Ever been to a big box store, only to discover there wasn’t a salesperson in sight? We pride ourselves on our accessibility. When you first come in for an appointment, you will meet face to face with an attorney, not someone who simply records your information without offering any guidance. When you make followup telephone calls regarding your claim, there’s a good chance the first person you speak with will be able to answer your question and if not, will be able to quickly find the co-worker who can. You won’t be passed on to a half-dozen employees before your issue is resolved.

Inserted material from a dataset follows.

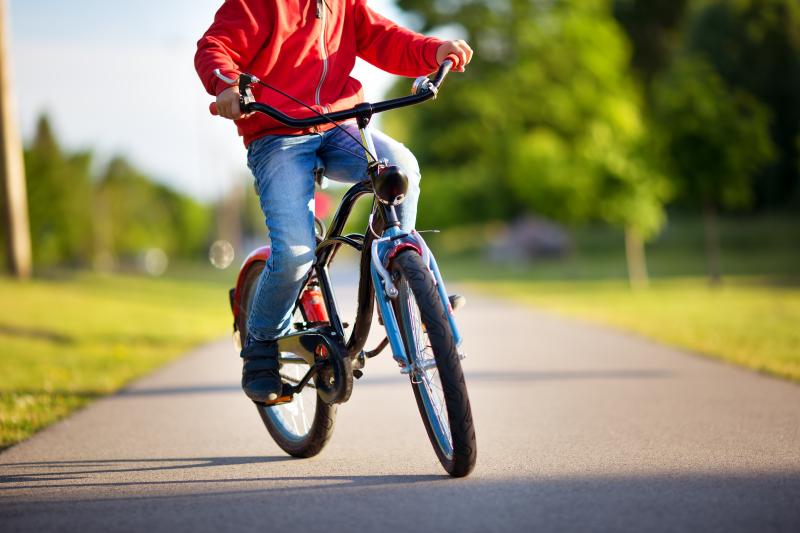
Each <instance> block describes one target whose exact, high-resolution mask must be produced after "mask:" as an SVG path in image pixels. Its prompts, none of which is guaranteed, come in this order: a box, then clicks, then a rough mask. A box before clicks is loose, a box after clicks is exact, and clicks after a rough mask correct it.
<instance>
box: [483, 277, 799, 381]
mask: <svg viewBox="0 0 800 533" xmlns="http://www.w3.org/2000/svg"><path fill="white" fill-rule="evenodd" d="M471 285H473V286H474V287H475V288H477V289H479V290H481V291H485V292H487V293H489V294H492V295H494V296H501V297H507V298H510V299H512V300H516V301H520V302H524V303H527V304H531V305H534V306H536V307H539V308H541V309H545V310H550V311H554V312H556V313H559V314H563V315H566V316H570V317H577V318H581V319H586V320H590V321H593V322H598V323H601V324H606V325H610V326H614V327H617V328H620V329H623V330H626V331H631V332H635V333H638V334H641V335H643V336H646V337H649V338H651V339H654V340H656V341H659V342H662V343H665V344H668V345H672V346H677V347H680V348H684V349H686V350H689V351H692V352H695V353H699V354H704V355H707V356H710V357H714V358H718V359H722V360H724V361H728V362H731V363H735V364H738V365H742V366H745V367H748V368H751V369H753V370H757V371H759V372H766V373H769V374H772V375H775V376H780V377H783V378H787V379H790V380H793V381H797V382H800V327H799V326H798V325H799V324H800V287H797V286H780V285H771V284H768V283H764V282H759V281H758V280H753V279H735V280H731V279H729V280H728V281H727V282H726V283H725V284H724V285H722V286H721V287H716V288H714V287H710V286H709V285H708V283H707V282H706V280H705V279H698V278H683V279H671V280H657V281H655V282H654V283H653V284H652V286H651V287H650V288H649V289H646V290H639V291H632V290H631V289H629V288H628V286H627V284H626V283H624V282H622V281H586V282H547V281H519V280H518V281H497V282H491V281H482V282H477V281H476V282H471Z"/></svg>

Another way to appreciate what we do is to consider your taste buds. Mass-produced food is made via an assembly-line process, where burgers always look and taste exactly the same. True flavor only comes out when food is made to order. We can tailor our handling of your disability claim to your specific needs and conditions, whether it be asking your doctor to complete a form related to your health problems or knowing what questions to ask about how your health affects your daily life. We have real conversations with our clients. You aren’t just a claim number to us!
Because we limit our practice to Northwest Indiana and Chicago and its suburbs, we aren’t stretched too thin and have time to devote to thorough preparation of your case. Many people think that hiring a national disability company means retaining an attorney, but that isn’t necessarily true. Disability reps aren’t required to be attorneys. Another thing to consider is that some law firms with national practices farm out hearings to attorneys near the client’s local office. Wouldn’t it be better to have the same firm represent you all the way through?
In fact, a New York Disability blogger recently mentioned the Dec. 19 bankruptcy filing of Binder & Binder, a national disability advocacy firm, as an example of why smaller is better. That company began as a small law practice but grew to mega-size, switching from attorneys to non-attorney advocates. In 2010, the founders sold a large stake of the company to a private-equity firm, and now the company reportedly plans to lay off more than half its staff and shrink its caseload to less than a third of what it is now.
So when you’re looking for someone to represent you in you Social Security or Veterans Disability claim, think about the difference between “big box” and “boutique.” You may find that thinking small is the right approach for you.